J’ose espérer que ça va changer, mais il va falloir sans doute des morts pour qu’on se rende compte, au niveau politique, qu’il faut changer des choses
Une situation d’autant plus préoccupante que la population vieillissante augmentera la demande de places en CHSLD et que les canicules seront plus fréquentes.
Rappelons que près de 90 personnes sont décédées en pleine canicule en juillet dernier dans la province, selon un bilan préliminaire. En 2010, ce sont pas moins de 106 décès liés à la chaleur accablante qui avaient été recensés, dont une quinzaine en centre hospitalier.
C’est de l’impact des changements climatiques que le Québec devrait le plus se préoccuper selon Mme Campagna, qui précise que, d’ici 2050, les épisodes de chaleur extrême par été devraient doubler dans la province. « On est tous vulnérables à la chaleur, et encore plus les personnes déjà fragiles, comme les personnes âgées ou celles avec des problèmes cardiovasculaires ou pulmonaires entre autres. »
Davantage de formation
Pour les auteurs du livre, le système de santé n’a d’autre choix que de s’adapter au plus vite à cette réalité, puisque le réchauffement climatique est tel qu’un retour en arrière semble désormais impossible. « Même si on élimine demain matin les émissions mondiales de gaz à effet de serre, [ceux] déjà présents dans l’atmosphère vont continuer à changer le climat pour le prochain siècle. Le système de santé et ses professionnels doivent se préparer en conséquence. »

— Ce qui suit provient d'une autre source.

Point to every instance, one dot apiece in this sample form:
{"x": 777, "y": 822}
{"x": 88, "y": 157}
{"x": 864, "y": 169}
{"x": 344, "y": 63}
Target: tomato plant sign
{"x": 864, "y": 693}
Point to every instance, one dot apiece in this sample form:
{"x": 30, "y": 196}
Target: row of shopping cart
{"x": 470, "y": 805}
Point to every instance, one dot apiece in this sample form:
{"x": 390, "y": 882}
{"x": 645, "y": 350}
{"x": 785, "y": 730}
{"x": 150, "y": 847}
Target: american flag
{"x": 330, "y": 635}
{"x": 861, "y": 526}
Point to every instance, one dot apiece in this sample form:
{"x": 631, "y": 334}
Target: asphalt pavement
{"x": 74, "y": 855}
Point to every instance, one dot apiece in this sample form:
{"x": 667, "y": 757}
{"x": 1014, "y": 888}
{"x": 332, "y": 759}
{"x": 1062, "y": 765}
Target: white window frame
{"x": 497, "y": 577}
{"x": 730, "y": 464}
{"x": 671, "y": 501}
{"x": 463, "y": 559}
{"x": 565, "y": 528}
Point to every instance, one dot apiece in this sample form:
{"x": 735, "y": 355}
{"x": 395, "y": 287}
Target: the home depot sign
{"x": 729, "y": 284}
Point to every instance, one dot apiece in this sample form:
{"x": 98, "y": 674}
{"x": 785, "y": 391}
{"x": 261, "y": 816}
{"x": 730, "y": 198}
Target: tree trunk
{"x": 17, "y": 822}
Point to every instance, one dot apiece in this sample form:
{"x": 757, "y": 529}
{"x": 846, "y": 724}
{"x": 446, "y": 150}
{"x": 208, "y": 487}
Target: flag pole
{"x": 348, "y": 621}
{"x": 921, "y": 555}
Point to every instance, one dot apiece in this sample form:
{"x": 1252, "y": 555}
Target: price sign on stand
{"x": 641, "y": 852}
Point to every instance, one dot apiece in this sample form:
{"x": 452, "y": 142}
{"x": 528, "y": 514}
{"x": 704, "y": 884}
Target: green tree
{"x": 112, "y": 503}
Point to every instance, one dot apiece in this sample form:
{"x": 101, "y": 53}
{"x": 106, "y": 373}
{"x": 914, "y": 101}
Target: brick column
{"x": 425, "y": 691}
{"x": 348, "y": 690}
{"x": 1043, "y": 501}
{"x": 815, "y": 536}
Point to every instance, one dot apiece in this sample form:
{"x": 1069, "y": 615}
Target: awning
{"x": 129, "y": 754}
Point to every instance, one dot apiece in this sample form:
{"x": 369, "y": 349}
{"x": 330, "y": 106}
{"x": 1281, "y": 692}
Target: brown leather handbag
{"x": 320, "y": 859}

Les médecins omnipraticiens sont même les premiers à estimer qu’ils manquent de formation face aux enjeux climatiques dans leur pratique. C’est du moins l’opinion de 65 % des médecins ayant répondu à un sondage réalisé par l’INSPQ et l’Université Laval en 2015 à ce sujet. « Et il est fort probable que ce besoin de formation soit aussi ressenti chez d’autres intervenants de première ligne, comme les infirmiers, les travailleurs sociaux et les psychologues », notent les auteurs.

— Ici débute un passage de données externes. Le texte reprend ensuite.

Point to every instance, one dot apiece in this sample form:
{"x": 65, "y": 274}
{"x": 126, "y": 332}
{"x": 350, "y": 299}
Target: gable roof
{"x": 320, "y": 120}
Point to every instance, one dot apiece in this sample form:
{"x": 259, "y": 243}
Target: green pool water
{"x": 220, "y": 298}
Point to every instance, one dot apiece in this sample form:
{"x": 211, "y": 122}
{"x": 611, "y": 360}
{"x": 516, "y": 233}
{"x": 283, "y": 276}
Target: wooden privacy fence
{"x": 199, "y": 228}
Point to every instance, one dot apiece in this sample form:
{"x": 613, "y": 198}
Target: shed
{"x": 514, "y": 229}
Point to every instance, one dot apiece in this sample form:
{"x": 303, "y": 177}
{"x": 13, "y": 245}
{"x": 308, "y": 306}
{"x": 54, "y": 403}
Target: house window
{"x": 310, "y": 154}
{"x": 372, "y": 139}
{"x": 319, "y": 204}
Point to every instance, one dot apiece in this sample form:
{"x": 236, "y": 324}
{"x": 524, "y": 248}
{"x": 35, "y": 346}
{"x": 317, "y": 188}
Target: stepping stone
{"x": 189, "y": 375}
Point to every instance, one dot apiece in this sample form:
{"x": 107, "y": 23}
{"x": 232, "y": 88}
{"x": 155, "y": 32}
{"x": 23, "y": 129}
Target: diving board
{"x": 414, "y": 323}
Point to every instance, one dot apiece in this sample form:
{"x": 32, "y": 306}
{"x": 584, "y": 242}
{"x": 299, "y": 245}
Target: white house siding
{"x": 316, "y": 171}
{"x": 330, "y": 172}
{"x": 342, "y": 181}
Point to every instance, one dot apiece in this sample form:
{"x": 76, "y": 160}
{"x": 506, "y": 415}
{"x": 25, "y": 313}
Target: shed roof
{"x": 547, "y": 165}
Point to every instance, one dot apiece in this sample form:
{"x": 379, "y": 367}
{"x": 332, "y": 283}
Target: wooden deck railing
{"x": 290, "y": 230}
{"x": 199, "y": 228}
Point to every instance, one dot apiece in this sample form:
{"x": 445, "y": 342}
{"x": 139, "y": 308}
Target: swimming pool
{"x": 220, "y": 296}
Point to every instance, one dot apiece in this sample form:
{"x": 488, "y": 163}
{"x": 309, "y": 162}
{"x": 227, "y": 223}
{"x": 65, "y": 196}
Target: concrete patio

Leur ouvrage est d’ailleurs l’outil principal d’une formation en ligne offerte par l’INSPQ à partir de lundi. Elle vise à éduquer les professionnels de la santé sur le lien entre les changements climatiques et la santé des individus, afin qu’ils sensibilisent et renseignent au mieux leurs patients.
Mme Campagna espère toutefois que l’ouvrage aura un impact plus large et saura interpeller la classe politique. Les gouvernements pourraient en faire plus en matière de prévention, d’organisation, d’ajout de personnel et même d’aménagement du territoire. « J’ose espérer que ça va changer, mais il va falloir sans doute des morts pour qu’on se rende compte, au niveau politique, qu’il faut changer des choses », laisse-t-elle toutefois tomber avec regret.